A responsável, do Centro de Investigação e Intervenção Social do ISCTE-Instituto Universitário de Lisboa, falava hoje num seminário sobre “Estratégias e medidas de prevenção de bullying e do cyberbullying”, que decorreu em Lisboa.

“Os estudos indicam que um em cada cinco estudantes está envolvido diretamente em alguma situação de bullying”, os números dos serviços especializados são muito mais baixos e as estatísticas oficiais ainda mais, disse a investigadora.

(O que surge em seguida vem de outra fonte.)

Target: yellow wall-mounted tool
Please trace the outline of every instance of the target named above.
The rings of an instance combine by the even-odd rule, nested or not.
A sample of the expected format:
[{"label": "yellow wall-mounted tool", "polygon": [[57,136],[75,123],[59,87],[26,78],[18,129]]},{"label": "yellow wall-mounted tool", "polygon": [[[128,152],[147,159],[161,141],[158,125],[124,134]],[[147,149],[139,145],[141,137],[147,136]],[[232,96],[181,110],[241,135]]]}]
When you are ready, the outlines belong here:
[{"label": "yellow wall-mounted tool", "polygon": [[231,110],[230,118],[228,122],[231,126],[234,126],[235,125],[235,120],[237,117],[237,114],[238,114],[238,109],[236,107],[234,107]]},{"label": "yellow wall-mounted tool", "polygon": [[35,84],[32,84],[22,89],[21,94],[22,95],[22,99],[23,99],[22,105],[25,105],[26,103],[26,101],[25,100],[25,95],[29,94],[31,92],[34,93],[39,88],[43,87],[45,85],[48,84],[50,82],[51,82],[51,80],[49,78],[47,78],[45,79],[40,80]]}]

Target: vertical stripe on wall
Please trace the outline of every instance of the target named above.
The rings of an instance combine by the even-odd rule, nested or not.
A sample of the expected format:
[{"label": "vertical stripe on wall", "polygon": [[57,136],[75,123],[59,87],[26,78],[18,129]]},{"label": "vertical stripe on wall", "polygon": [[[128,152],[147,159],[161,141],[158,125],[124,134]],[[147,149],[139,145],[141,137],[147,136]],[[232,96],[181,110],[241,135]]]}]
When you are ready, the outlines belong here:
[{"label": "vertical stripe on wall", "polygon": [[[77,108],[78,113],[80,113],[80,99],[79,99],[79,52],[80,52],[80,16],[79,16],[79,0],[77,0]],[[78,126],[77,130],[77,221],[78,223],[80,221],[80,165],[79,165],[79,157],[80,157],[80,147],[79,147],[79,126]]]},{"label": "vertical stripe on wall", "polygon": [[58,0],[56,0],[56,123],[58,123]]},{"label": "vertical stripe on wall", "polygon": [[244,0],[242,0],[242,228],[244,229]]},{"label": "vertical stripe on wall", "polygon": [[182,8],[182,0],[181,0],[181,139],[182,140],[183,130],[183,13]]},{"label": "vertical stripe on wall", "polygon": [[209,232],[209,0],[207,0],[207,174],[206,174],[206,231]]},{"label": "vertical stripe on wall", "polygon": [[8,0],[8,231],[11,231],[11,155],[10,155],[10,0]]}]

E acrescentou: Dados de 2014, sobre a segurança na escola, indicam que os casos de bullying foram 1.446; se fizermos a conta a todos os alunos das escolas poderíamos dizer que temos 241.000 alunos (20 por cento do total) envolvidos nessas situações.

“Se for um em cada cinco há muitas crianças a precisar da nossa ajuda”, advertiu a investigadora e professora do Departamento de Psicologia Social e das Organizações, do ISCTE.

O bullying (situação de agressão, ameaça ou opressão praticada contra alguém), salientou a responsável, não acontece apenas em contexto escolar, mas também familiar, no trabalho, no bairro e até no país, porque “há países vítimas e países agressores”.

Perante mais de uma centena de participantes, Susana Carvalhosa explicou que, para que haja bullying, é preciso que haja uma intenção de provocar dano, que a ação se repita e que haja um desequilíbrio entre o agressor e a vítima. No mundo virtual, acrescentou, se alguém coloca, por exemplo, numa rede social, um vídeo humilhante, ainda que não coloque mais nenhum, é considerado cyberbullying, porque cada acesso ao vídeo reforça o comportamento agressor.

Baseando-se em investigações feitas pelo ISCTE, a responsável disse que a promoção da empatia leva a comportamentos de entreajuda, que os agressores têm por norma dificuldade em desenvolver empatia e que as vítimas “têm situações elevadas de ‘stress’”.

Começando por lembrar que o bullying não é um fenómeno recente, embora se fale muito mais nele nos últimos anos, a investigadora disse que se fez na Faculdade um estudo com jovens adultos (25 a 35 anos), a quem se perguntou se passaram por situações de bullying. “O estudo aponta para que os que disseram que foram vítimas têm hoje menos autoestima”.

“Se não atuarmos, podemos estar a criar indivíduos que em adultos sofrem de insegurança”, salientou.

Para ajudar a prevenir o bullying, o ISCTE e a Faculdade de Ciências da Universidade de Lisboa estão a desenvolver um jogo para crianças chamado “StopBully”, que está ainda em construção e que estará disponível para telemóvel, computador e ‘tablet’.

Cátia Raminhos, da Faculdade de Ciências, e Maria de Jesus Candeias, do ISCTE, explicaram que a aplicação promove a empatia e destina-se a jovens, entre os 10 e os 12 anos, porque “os dados dizem que o pico de casos situa-se até aos 13 anos”.